Sumur Kering, 300 Warga Blokir Jalan Medan-Delitua
Kamis, 13 Jul 2006 11:27 WIB
Medan - Sekitar 300 warga di Lingkungan 9 hingga 13 Kelurahan Sukamaju dan Titikuning, Kecamatan Medan Johor, Medan, Sumatera Utara, memblokir Jalan Medan-Delitua.Mereka memprotes proyek kanalisasi yang mengakibatkan sumur bor milik warga kering. Akibatnya, ratusan warga saat ini kesulitan mendapatkan air dan meminta pemerintah memperhatikan nasib warga. Aksi berlangsung mulai pukul 10.00 WIB, Kamis (13/7/2006). Ratusan warga yang didominasi ibu-ibu dan anak-anak ini memblokir jalan, membawa berbagai poster mempersoalkan proyek kanalisasi atau pengendalian banjir Medan.Proyek tersebut didanai oleh Dirjen Sumber Daya Air Kimpraswil dan dikerjakan oleh Waskita Jaya Purnama. Proyek dimulai setahun lalu. Semenjak proyek dimulai, debit air sumur bor milik warga sekitar proyek terus menyusut. Sejumlah warga sudah berusaha menambah daya mesin dan menambah panjang pipa, namun upaya ini tidak banyak membantu."Kami tidak membutuhkan proyek apa pun. Kami membutuhkan air. Bagaimana kami bisa hidup bila tanpa air.
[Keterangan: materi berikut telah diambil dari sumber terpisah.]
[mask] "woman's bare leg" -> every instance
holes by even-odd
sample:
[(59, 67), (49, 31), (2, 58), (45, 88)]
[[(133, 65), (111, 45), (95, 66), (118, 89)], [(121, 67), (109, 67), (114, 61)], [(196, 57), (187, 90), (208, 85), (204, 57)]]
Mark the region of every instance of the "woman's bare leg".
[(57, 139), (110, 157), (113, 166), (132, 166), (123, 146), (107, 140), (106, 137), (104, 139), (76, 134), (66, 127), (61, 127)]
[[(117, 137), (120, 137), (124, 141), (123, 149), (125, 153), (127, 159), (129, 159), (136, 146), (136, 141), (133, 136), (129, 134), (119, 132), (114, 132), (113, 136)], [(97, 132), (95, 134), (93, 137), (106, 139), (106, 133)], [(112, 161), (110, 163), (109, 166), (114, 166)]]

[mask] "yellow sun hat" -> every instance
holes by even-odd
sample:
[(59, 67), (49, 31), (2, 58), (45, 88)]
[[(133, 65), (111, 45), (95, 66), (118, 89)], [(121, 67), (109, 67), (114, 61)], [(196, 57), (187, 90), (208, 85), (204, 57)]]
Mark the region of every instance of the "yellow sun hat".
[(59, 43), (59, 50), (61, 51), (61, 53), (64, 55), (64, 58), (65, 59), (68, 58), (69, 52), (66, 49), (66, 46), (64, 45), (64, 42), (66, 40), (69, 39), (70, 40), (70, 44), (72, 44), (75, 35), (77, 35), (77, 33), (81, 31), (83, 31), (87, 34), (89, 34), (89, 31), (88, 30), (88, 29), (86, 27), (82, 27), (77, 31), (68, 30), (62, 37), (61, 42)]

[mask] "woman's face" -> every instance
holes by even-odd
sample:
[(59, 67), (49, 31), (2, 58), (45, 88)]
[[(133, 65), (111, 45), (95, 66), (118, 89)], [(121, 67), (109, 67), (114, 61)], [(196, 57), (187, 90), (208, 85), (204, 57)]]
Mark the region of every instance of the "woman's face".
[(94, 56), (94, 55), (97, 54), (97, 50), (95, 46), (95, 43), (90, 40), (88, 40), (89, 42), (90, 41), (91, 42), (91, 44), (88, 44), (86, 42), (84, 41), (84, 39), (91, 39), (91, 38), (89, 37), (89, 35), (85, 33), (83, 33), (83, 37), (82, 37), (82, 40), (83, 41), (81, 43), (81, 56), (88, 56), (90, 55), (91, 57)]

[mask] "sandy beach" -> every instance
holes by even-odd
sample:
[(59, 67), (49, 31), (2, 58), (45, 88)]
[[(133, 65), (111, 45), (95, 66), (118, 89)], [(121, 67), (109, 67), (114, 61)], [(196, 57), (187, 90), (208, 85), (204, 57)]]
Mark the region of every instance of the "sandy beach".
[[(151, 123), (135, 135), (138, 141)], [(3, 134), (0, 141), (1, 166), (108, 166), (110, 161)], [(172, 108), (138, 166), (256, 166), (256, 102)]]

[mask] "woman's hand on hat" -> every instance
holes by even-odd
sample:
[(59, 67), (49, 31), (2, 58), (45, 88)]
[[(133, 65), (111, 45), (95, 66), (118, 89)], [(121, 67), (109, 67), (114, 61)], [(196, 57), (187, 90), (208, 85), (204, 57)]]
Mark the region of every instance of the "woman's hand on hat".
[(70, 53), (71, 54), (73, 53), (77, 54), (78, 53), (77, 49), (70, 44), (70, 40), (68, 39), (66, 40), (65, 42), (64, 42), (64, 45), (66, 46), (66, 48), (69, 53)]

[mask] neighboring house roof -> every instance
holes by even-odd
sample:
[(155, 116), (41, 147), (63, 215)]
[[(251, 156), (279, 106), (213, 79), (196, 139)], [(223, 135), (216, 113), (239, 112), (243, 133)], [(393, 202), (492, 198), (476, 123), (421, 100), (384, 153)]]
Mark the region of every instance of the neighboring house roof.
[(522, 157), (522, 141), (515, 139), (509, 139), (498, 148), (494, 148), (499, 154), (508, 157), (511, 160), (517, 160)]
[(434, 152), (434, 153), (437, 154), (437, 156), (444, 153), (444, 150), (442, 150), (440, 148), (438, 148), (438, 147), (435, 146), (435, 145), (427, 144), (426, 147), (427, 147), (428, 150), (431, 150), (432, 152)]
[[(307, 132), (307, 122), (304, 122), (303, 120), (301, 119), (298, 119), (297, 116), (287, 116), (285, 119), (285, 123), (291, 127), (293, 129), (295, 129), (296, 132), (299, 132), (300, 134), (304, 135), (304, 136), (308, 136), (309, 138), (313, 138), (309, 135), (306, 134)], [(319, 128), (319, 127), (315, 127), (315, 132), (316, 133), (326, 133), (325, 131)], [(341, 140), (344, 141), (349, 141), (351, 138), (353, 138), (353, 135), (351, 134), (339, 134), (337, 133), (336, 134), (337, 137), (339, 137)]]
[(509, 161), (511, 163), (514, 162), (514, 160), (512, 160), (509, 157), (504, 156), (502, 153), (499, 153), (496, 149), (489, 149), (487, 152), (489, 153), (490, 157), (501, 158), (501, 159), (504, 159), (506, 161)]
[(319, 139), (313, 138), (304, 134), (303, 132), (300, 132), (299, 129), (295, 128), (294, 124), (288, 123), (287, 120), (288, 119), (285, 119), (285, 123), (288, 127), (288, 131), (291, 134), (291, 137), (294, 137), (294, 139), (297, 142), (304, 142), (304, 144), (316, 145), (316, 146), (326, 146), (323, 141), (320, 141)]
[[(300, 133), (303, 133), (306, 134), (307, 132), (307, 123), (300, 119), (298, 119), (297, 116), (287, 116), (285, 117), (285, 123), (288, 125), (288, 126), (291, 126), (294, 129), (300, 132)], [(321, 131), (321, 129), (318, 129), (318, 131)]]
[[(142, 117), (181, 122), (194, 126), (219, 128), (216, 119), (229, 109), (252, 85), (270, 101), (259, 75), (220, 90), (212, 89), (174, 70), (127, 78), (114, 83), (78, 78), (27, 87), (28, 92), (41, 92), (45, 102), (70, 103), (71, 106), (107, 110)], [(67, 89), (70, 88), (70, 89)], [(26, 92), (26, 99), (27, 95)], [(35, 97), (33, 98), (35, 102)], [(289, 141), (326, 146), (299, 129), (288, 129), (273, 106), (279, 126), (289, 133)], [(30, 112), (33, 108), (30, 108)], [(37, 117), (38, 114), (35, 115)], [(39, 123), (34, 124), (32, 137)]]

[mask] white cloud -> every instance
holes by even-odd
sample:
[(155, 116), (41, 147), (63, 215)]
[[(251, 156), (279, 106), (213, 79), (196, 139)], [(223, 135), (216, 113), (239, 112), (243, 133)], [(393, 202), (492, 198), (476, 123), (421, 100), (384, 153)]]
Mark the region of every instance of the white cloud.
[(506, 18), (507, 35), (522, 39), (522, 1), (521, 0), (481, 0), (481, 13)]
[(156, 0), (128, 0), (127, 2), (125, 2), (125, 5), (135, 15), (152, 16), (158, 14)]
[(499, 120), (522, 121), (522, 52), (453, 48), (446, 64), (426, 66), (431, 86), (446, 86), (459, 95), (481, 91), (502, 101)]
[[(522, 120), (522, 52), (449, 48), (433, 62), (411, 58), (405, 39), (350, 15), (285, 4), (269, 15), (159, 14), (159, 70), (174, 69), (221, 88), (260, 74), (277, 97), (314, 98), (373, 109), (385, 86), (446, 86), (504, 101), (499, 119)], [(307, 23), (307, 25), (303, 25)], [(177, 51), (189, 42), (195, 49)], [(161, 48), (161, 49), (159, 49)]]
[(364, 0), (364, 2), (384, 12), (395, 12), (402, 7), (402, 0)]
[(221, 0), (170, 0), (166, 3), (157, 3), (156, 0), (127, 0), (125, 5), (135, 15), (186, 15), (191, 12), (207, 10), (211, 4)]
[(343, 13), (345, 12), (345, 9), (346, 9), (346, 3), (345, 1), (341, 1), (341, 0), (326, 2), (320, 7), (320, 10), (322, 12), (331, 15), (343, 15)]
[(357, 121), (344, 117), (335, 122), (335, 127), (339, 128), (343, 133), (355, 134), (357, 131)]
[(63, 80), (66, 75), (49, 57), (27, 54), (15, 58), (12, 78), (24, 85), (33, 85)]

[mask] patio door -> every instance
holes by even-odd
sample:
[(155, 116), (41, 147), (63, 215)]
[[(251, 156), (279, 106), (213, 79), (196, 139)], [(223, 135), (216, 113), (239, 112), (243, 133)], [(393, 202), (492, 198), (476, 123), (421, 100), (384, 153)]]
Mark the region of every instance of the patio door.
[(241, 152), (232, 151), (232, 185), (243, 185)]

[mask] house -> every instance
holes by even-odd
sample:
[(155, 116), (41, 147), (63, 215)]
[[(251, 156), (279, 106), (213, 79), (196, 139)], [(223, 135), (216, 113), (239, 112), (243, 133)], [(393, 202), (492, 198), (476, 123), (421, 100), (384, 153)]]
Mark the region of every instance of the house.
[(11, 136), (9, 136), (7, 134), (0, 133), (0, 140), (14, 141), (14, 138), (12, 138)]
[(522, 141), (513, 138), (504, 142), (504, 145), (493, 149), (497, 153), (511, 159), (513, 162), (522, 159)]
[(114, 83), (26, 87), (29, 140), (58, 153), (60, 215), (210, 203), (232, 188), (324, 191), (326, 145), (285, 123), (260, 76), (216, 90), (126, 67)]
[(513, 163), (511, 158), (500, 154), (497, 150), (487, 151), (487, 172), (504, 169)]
Proyek ini menyusahkan kami," kata Martona Pohan, salah seorang warga.Martona Pohan mengaku sudah lebih dari seminggu belakangan ini tidak ada setetes air yang keluar dari mesin pompa miliknya. Ia bersama warga terpaksa harus mencari air ke kampung-kampung tetangga.Aksi pemblokiran jalan tidak berlangsung lama. Aparat kepolisian segera mendatangi lokasi dan melakukan negosiasi, meminta warga segera membuka Jalan Medan-Delitua. Warga pun kemudian meneruskan aksi di pinggir jalan.